As a well-known example of a ring homomorphism which is monic and epic, but not a ring isomorphism, serves the inclusion map $\iota:\mathbb Z\hookrightarrow\mathbb Q$. While the monocity follows immediately from $\mathbb Q$ being the quotient field of $\mathbb Z$, showing that $\iota$ is an epimorphism requires a little more (not much) work. One way is elementwise as done here.
Generalizing the aforementioned one arrives at the following fact
Let $R$ be an integral domain. The inclusion $\iota:R\hookrightarrow Q(R)$ into the quotient field $Q(R)$ is an epimorphism.
Proof$~~$Let $f,g:Q(R)\rightrightarrows F$ be field homomorphisms such that $f\circ \iota=g\circ\iota=:\varphi$. It follows that $\varphi:R\to F$, viewed as a ring homomorphism, is monic aswell. By the universal property of the quotient field this yields a unique field homomorphisms $\overline\varphi:Q(R)\to F$ such that $\varphi=\overline\varphi\circ\iota$. This gives a commutative diagram
From here it follows that $f=\overline\varphi=g$ as desired.

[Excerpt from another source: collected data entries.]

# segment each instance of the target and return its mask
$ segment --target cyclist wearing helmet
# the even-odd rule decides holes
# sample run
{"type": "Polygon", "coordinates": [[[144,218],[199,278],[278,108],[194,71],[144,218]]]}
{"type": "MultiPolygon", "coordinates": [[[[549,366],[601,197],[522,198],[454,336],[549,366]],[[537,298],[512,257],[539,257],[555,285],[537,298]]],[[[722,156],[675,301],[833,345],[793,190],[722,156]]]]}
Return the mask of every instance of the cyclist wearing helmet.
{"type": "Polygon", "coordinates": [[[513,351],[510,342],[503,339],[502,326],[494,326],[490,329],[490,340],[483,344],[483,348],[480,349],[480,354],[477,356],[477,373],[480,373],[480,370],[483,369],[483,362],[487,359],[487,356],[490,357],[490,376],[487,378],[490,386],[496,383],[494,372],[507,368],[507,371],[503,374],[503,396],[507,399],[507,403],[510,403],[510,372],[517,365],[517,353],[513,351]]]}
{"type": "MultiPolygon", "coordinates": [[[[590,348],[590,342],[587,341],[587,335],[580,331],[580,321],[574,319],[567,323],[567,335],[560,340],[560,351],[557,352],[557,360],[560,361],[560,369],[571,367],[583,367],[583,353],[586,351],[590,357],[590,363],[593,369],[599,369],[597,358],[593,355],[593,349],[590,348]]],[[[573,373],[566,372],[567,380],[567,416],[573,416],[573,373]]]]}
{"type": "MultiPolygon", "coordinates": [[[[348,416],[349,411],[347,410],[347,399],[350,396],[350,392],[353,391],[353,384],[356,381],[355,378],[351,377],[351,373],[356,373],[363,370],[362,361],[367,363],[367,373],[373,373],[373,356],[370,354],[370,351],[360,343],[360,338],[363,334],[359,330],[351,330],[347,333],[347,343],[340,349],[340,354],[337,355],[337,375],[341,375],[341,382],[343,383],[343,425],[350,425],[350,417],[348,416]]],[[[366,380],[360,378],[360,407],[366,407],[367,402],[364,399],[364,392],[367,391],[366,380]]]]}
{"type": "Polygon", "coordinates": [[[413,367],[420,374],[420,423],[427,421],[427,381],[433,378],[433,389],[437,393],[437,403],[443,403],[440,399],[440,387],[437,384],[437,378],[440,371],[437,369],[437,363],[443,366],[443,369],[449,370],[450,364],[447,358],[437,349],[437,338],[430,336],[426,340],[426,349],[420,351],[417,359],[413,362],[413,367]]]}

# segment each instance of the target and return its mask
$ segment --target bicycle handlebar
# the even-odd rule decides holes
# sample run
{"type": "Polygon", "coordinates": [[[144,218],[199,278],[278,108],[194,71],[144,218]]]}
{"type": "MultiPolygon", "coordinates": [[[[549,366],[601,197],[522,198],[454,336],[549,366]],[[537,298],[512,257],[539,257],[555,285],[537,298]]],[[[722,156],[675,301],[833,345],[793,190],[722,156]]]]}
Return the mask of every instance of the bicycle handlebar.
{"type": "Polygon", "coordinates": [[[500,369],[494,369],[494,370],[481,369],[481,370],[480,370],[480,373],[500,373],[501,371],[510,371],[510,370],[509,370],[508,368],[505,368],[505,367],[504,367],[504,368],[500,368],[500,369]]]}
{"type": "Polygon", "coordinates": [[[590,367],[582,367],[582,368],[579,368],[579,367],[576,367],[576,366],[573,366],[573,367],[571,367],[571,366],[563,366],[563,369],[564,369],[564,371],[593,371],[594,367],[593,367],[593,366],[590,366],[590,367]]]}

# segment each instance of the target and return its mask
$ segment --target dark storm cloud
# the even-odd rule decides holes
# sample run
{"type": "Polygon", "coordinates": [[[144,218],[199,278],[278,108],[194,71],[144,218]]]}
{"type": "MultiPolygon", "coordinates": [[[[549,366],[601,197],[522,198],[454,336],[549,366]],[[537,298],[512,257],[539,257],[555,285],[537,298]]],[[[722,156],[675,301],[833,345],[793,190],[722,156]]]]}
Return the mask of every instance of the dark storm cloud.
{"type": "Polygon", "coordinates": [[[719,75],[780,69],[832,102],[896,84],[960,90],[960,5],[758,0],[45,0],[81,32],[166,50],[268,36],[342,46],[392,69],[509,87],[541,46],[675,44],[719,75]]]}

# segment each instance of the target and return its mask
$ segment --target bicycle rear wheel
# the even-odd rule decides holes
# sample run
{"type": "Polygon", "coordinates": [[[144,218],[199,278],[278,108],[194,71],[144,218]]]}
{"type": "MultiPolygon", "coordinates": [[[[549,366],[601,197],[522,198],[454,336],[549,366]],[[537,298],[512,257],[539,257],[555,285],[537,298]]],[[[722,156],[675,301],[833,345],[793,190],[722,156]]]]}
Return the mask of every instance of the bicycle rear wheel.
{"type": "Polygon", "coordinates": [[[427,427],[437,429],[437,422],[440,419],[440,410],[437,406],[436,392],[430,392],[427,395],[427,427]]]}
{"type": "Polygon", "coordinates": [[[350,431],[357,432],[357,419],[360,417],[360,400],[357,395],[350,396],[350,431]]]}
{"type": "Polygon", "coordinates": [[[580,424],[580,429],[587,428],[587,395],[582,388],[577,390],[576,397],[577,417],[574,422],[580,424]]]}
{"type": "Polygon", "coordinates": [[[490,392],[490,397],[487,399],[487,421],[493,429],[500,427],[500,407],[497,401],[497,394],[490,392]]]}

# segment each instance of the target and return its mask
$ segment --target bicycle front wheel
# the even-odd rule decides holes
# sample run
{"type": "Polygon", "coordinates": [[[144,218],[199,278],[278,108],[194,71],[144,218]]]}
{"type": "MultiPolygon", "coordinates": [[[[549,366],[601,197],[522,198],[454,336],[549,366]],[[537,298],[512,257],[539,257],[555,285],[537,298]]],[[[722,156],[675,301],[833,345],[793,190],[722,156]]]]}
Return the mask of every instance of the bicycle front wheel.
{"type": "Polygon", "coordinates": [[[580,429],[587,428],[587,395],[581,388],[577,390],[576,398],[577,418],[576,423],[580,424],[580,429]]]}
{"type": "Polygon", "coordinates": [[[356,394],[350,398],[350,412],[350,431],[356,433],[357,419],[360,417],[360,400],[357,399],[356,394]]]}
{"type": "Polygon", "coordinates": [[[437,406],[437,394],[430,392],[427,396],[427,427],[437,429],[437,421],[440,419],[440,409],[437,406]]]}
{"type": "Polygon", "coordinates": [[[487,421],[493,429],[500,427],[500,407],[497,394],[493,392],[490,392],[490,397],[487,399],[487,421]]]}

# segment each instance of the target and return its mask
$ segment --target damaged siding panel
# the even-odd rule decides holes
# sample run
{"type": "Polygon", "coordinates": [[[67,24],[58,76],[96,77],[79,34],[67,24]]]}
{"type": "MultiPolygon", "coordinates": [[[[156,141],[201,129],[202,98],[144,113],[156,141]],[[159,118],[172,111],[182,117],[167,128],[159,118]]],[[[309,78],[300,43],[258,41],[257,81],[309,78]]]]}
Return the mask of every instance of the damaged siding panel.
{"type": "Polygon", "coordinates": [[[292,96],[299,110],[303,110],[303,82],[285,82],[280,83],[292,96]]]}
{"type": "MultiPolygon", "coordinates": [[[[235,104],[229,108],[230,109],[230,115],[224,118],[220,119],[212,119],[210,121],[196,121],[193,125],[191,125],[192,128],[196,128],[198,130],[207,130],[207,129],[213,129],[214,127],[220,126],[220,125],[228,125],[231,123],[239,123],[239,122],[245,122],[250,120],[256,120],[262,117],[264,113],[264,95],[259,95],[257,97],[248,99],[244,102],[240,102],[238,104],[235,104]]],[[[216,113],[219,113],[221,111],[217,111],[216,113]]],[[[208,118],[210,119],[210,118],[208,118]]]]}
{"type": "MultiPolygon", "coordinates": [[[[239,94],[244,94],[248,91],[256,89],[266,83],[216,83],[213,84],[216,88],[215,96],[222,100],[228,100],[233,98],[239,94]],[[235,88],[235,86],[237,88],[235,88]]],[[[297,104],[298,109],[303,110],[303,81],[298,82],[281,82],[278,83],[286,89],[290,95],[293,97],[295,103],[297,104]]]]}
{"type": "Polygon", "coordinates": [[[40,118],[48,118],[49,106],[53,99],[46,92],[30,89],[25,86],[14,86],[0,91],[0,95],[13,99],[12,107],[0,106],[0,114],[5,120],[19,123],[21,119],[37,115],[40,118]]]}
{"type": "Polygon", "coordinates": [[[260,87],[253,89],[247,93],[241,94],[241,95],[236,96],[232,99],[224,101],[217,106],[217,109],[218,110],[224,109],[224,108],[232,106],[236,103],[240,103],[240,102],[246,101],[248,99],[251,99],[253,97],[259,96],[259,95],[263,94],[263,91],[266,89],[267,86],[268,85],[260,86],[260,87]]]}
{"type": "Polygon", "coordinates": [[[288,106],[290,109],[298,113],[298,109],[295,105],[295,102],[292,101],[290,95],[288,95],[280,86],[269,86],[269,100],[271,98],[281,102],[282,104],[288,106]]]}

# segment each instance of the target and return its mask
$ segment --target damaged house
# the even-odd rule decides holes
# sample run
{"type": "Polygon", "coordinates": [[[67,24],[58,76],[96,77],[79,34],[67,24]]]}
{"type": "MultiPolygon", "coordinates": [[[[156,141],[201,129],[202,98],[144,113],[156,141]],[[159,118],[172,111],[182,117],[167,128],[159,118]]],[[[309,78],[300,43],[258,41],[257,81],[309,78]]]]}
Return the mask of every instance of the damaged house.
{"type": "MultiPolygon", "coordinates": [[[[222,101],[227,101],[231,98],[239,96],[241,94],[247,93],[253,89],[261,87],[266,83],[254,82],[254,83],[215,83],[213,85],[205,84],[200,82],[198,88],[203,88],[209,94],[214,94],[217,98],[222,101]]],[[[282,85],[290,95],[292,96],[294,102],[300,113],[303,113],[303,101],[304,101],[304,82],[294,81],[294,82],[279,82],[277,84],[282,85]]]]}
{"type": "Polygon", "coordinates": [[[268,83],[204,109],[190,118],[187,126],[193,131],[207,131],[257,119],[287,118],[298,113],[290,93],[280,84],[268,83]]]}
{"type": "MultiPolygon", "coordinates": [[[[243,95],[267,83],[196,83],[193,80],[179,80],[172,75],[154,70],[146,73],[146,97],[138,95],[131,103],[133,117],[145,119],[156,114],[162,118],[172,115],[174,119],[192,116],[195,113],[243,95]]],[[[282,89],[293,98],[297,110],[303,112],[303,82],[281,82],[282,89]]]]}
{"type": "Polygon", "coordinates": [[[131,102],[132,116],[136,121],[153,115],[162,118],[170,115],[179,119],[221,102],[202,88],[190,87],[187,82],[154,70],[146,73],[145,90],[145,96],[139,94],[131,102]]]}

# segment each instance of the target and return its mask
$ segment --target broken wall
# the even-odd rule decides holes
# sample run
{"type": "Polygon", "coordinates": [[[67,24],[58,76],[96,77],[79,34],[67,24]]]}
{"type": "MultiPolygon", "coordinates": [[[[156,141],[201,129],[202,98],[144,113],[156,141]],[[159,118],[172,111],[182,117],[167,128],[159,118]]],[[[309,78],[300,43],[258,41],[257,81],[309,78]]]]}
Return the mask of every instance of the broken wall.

Is the given proof correct? If so, where can it be further improved; if not, where did I went wrong? Note that I am particularly interested in an elementfree proof using the universal property of the quotient field rather than an elementwise approach such as the one linked.
Thanks in advance!
The outline of your proof is fine, but you should give an argument as to why you can choose $F$ to be a field. At first sight you should allow $F$ to be any ring, since this is the category you are working in. Now since $Q(R)$ is a field, the image of any morphism $Q(R)\to A$ to a ring $A$ is a field, except when $A$ is the zero ring. Try to write an appropriate case distinction and it shoule be fine.